Date Reported Total Revenue ($ k) Operating Expenses ($ k) Operating Margins (%) YoY Growth (%)
2023-02-10 14,925,000 -4,283,000 18 -10.0
2022-02-09 15,878,000 -4,495,000 20 11.11
2021-02-10 16,659,000 -4,668,000 18 12.5
2020-02-21 16,887,000 -4,816,000 16 0.0
2019-02-19 18,271,000 -5,427,000 16 -11.11
2018-02-01 22,385,000 -6,624,000 18
  • Average operating margins: 17.7 %
  • Average operating margins growth rate: 0.0 %
  • Coefficient of variability (the lower the better): 8.5 %

Let’s contrast the operating margins with an overview of Teva Pharmaceutical Industries’s gross margins, which only take into account expenses directly related to producing revenue (i.e. without overhead):

Date Reported Revenue ($ k) Cost of Revenue ($ k) Gross Margins (%) YoY Growth (%)
2023-02-10 14,925,000 -7,952,000 47 -2.08
2022-02-09 15,878,000 -8,284,000 48 4.35
2021-02-10 16,659,000 -8,933,000 46 2.22
2020-02-21 16,887,000 -9,351,000 45 0.0
2019-02-19 18,271,000 -9,975,000 45 -4.26
2018-02-01 22,385,000 -11,770,000 47
  • Average gross margins: 46.3 %
  • Average gross margins growth rate: -0.1 %
  • Coefficient of variability (the lower the better): 2.6 %

An alternative form of measuring a company's valuation is to focus on its Price to Book (P/B) Ratio, which consists in its share price divided by its book value per share. Book value represents the amount of money that would be available to equity holders if the company were to sell all of its assets and pay off all of its debts today. Teva pharmaceutical industries's P/B ratio indicates that the market value of the company exceeds its book value by a factor of 2.0, indicating the company may be undervalued compared Health Care sector’s average P/B ratio of 4.16.

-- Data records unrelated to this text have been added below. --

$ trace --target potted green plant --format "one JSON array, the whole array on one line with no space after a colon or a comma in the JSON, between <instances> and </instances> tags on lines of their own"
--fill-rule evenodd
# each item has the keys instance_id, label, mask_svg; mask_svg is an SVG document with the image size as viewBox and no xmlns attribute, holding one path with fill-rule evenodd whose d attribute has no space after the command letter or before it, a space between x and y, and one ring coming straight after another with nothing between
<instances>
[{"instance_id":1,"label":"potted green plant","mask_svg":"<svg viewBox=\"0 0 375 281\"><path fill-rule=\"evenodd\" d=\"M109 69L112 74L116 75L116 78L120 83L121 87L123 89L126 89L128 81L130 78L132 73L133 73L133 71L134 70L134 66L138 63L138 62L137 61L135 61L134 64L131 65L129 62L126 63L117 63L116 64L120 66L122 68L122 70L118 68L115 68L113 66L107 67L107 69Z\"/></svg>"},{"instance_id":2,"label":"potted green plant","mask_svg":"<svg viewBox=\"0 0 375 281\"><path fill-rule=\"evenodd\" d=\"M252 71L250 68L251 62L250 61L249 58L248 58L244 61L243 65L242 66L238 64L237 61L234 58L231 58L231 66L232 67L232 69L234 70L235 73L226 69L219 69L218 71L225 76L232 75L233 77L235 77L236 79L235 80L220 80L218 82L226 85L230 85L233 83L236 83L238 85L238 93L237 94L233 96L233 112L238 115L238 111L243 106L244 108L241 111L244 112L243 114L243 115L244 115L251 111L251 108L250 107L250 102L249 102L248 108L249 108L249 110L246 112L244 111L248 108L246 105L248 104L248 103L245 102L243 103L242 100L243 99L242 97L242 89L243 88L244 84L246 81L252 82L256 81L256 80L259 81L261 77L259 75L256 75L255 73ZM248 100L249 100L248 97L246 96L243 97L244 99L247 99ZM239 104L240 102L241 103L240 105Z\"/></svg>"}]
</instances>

TEVA's average free cash flow over the last few years is $1.71 Billion, which represents the sum of inflows and outflows of cash from all sources, including capital expenses.. This is the pool of liquidity that the company can use to reinvest in its business or pay out to its equity investors in the form of a dividend. Despite having cash on hand for this purpose, Teva pharmaceutical industries has not offered a dividend within the last twelve months.
Since it has a a negative P/E ratio, a lower P/B ratio than its sector average, irregular cash flows, and strong margins, Teva Pharmaceutical Industries is probably overvalued at current prices. Make sure to complement this brief quantitative review with a qualitative analysis of your own!

The above analysis is intended for educational purposes only and was performed on the basis of publicly available data. It is not to be construed as a recommendation to buy or sell any security. Any buy, sell, or other recommendations mentioned in the article are direct quotations of consensus recommendations from the analysts covering the stock, and do not represent the opinions of Market Inference or its writers. Past performance, accounting data, and inferences about market position and corporate valuation are not reliable indicators of future price movements. Market Inference does not provide financial advice. Investors should conduct their own review and analysis of any company of interest before making an investment decision.